BERLIN - German inflation edged up unexpectedly in July, driven by an energy supply crisis as a further reduction in gas flows from Russia prompted concerns about even higher energy bills.

Consumer prices, harmonised to make them comparable with inflation data from other European Union countries (HICP), increased by 8.5% on the year, the federal statistics office said on Thursday, citing preliminary data.

"The increase in HICP inflation is a warning sign for the European Central Bank," ING economist Carsten Brzeski. The ECB uses this figure to measure consumer price inflation.

A first reading of July inflation for the wider euro zone is due on Friday. Consumer price growth in the 19 countries sharing the euro was a record-high 8.6% year-on-year in June, driven by rising energy and food prices.

A Reuters poll of analysts had forecast an annual HICP reading in Germany of 8.1% in July, up from 8.2% in June.

In non-harmonised terms, Germany's year-on-year consumer price index fell slightly in July to 7.5% from June's 7.6%.

"German headline inflation dropped for the second month in a row in July. However, this is not yet the end of surging inflation rates," Brzeski said, noting that government relief measures driving that trend were only temporary.

Energy prices were 35.7% higher in July on the same month last year, the statistics office said. Both this and food prices - up 14.8% - were fuelling overall high inflation, it added.

Earlier on Thursday, the Ifo institute said inflation in Europe's largest economy may have peaked, citing a survey that showed the number of German companies planning to increase prices had fallen for a third consecutive month in July.

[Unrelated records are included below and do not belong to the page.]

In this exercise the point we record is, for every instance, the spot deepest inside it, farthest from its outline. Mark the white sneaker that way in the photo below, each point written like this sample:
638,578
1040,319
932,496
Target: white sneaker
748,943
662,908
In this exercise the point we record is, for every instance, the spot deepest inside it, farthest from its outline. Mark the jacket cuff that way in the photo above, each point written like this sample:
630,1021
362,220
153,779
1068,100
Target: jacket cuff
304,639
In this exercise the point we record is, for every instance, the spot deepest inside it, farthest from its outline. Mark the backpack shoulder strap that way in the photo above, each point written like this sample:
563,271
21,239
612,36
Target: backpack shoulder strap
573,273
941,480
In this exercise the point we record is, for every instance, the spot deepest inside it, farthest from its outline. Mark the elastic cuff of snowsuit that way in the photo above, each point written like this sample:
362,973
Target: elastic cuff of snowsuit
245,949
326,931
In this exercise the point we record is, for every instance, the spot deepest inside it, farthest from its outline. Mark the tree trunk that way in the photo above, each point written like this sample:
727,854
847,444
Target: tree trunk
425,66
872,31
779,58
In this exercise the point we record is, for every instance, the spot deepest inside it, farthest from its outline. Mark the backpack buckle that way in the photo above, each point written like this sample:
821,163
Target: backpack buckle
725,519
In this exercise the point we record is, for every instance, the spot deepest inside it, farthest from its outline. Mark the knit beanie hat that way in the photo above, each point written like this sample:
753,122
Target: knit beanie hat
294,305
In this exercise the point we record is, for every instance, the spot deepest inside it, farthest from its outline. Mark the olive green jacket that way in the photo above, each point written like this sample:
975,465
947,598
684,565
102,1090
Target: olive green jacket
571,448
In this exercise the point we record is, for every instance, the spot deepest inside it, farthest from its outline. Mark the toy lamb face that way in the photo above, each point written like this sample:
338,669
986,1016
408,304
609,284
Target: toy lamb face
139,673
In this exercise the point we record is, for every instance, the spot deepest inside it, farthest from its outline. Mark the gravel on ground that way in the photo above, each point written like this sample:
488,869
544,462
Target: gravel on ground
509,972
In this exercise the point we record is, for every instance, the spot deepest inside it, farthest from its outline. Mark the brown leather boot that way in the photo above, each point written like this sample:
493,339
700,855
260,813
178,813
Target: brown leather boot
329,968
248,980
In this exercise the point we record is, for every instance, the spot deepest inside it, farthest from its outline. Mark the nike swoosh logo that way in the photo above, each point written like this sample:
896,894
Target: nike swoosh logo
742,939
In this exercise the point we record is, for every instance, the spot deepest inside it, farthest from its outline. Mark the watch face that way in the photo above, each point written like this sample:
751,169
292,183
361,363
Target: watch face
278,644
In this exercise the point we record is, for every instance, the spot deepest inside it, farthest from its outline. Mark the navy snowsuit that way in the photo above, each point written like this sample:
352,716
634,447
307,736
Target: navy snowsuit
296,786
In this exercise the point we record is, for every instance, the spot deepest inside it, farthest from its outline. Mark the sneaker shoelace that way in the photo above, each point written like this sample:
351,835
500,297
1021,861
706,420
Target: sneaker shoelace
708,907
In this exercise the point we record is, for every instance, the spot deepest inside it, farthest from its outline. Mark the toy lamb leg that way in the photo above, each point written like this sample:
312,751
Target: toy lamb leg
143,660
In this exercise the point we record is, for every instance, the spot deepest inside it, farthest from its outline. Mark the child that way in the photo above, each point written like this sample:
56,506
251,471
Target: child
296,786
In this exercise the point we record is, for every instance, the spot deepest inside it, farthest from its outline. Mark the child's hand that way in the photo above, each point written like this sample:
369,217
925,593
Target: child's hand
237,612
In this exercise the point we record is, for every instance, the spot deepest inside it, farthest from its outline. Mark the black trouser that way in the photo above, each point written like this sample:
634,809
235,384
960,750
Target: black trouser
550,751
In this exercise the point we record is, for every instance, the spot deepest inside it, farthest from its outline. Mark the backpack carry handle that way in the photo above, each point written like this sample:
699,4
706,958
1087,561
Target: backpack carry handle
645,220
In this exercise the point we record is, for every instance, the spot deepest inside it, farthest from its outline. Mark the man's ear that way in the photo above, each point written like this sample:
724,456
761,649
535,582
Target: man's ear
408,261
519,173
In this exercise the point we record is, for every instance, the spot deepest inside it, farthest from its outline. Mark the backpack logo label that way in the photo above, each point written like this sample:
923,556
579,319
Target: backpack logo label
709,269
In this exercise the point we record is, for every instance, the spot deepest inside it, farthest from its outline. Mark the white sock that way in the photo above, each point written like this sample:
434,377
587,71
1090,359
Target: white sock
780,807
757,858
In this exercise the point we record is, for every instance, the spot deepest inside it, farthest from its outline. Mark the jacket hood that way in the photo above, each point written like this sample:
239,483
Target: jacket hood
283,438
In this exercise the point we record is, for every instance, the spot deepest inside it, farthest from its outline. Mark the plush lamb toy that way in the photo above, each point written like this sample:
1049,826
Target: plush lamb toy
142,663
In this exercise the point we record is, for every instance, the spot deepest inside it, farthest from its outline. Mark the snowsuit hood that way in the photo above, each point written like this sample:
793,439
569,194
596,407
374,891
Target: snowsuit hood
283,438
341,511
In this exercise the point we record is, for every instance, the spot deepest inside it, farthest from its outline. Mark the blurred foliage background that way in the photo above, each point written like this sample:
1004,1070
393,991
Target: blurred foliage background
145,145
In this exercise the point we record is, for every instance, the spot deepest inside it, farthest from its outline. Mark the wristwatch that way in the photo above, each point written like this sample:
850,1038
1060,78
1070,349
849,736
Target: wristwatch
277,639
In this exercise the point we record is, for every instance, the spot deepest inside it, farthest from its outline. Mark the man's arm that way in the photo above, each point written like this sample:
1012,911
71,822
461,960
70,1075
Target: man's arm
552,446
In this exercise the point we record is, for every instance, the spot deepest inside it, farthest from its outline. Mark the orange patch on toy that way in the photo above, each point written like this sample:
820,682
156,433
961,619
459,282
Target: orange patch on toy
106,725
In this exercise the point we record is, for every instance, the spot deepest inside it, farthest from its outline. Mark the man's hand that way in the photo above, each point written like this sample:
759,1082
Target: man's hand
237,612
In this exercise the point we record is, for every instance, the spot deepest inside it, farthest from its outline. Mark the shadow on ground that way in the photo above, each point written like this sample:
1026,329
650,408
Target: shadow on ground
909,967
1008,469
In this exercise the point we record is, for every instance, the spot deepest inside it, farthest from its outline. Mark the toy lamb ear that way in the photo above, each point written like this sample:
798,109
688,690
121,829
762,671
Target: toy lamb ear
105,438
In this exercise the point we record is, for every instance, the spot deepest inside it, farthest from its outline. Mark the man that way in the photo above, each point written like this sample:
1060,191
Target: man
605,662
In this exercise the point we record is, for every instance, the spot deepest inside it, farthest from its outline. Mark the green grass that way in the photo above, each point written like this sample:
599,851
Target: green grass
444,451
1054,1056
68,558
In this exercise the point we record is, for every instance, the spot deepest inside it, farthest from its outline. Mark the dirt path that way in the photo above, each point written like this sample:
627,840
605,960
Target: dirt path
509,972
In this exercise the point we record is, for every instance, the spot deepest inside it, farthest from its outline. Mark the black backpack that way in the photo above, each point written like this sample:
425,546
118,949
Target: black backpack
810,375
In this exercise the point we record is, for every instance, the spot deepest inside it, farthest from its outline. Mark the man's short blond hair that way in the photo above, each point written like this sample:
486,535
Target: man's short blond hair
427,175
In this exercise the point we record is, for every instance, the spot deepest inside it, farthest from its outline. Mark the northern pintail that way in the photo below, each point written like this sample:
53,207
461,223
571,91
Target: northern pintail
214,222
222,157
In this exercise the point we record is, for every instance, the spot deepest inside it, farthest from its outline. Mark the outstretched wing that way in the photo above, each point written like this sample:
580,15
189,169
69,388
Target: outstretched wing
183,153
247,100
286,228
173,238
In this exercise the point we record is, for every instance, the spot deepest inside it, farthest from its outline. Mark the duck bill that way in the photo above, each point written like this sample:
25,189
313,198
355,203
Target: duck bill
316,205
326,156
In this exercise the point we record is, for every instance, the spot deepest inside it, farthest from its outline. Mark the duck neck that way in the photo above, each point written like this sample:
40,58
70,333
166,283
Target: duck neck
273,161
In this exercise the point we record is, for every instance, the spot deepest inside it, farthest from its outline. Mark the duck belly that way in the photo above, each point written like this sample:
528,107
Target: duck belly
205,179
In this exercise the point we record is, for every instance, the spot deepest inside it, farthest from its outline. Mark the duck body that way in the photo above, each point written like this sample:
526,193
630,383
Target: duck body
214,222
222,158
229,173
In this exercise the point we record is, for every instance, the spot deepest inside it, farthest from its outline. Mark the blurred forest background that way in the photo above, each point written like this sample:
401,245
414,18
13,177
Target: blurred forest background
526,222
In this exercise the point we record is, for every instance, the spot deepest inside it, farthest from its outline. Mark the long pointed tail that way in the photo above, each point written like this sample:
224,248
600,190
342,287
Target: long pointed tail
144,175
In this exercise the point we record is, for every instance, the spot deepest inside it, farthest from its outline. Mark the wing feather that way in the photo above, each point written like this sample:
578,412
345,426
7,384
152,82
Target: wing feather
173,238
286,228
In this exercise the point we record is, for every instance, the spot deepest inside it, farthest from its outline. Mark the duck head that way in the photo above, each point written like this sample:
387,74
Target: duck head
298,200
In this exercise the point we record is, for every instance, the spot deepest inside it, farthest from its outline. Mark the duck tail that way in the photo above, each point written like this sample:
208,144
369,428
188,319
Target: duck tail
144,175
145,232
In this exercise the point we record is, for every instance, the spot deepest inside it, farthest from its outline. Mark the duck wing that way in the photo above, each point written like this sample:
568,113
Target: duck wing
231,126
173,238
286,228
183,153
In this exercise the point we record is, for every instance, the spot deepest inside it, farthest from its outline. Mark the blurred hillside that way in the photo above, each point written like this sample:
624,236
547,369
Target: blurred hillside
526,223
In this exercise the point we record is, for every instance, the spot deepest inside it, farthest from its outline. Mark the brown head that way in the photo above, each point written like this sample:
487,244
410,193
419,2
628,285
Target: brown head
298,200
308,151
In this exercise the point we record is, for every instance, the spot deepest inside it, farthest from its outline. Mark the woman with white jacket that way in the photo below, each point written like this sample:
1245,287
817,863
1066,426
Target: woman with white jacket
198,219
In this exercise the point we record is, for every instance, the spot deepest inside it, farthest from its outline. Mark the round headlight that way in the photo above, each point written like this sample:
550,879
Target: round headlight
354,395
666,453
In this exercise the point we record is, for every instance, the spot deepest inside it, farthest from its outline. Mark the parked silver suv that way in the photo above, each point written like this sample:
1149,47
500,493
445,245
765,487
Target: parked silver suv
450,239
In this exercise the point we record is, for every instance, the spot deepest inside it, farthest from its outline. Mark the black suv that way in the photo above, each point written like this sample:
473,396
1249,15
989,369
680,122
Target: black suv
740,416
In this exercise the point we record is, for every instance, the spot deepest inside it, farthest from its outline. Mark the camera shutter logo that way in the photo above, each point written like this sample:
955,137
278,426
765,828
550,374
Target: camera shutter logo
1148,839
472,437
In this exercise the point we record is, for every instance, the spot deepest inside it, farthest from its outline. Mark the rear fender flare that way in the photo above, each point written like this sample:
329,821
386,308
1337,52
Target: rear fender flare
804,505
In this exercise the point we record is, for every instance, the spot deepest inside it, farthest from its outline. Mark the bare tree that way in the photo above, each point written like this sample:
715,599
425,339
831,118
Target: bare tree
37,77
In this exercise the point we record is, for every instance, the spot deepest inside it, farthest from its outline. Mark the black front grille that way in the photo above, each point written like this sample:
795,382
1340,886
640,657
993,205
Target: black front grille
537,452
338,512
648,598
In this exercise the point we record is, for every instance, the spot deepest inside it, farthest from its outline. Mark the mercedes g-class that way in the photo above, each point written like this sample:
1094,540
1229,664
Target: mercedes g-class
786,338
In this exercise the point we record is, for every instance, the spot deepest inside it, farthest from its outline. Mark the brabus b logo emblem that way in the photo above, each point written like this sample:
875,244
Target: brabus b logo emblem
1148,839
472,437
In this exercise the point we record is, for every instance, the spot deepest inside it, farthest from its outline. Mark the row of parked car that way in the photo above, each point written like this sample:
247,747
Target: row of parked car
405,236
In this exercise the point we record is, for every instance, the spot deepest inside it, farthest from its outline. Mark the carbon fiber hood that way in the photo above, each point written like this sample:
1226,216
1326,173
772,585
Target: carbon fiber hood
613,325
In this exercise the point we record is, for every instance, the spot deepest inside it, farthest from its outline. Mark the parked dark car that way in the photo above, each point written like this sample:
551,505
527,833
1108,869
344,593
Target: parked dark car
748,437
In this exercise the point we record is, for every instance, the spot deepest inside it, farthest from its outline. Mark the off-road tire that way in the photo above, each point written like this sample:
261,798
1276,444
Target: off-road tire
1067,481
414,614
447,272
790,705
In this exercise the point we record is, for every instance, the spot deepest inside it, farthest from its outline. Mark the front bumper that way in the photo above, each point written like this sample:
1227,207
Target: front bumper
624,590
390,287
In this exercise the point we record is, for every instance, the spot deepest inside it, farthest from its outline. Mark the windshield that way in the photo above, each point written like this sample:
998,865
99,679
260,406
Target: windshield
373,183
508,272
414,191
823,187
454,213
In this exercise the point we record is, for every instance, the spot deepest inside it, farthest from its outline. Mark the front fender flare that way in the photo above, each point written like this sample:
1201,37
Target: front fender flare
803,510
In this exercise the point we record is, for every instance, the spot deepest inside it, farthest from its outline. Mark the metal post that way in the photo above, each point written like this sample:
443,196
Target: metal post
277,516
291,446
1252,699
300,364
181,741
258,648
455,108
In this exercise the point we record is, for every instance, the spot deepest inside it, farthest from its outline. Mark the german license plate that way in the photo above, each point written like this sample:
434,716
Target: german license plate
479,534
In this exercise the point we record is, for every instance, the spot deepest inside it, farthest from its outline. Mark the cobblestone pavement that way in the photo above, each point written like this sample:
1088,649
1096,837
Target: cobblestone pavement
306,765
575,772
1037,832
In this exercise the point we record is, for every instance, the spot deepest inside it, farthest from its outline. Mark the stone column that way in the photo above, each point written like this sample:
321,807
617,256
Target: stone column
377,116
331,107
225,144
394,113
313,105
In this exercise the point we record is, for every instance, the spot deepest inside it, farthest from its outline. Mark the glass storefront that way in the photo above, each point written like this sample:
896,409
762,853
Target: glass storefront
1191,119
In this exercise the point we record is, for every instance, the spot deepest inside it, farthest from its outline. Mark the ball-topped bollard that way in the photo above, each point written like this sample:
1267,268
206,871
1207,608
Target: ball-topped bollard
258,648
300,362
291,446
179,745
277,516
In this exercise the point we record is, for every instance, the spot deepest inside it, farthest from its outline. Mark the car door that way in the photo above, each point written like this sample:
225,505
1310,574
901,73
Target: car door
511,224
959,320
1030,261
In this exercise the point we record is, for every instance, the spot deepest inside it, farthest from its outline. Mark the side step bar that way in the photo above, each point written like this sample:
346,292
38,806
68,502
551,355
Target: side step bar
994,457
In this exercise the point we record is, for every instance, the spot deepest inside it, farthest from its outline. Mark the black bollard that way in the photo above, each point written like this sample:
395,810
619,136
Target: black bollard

But LBBW economist Jens-Oliver Niklasch warned the worst may not be over. "I wouldn't go so far as to say we've reached the high point yet," he said, citing uncertainty over energy costs.

The German government is planning to enact a levy on all gas consumers from October so that suppliers can pass on soaring gas import prices caused by the dearth in supply from Russia.

Measures to counter the high cost of living, such as a fuel tax cut and cheaper public transport, are set to expire from September.

Chancellor Olaf Scholz last week promised further help for low-income households to shoulder spiralling energy costs.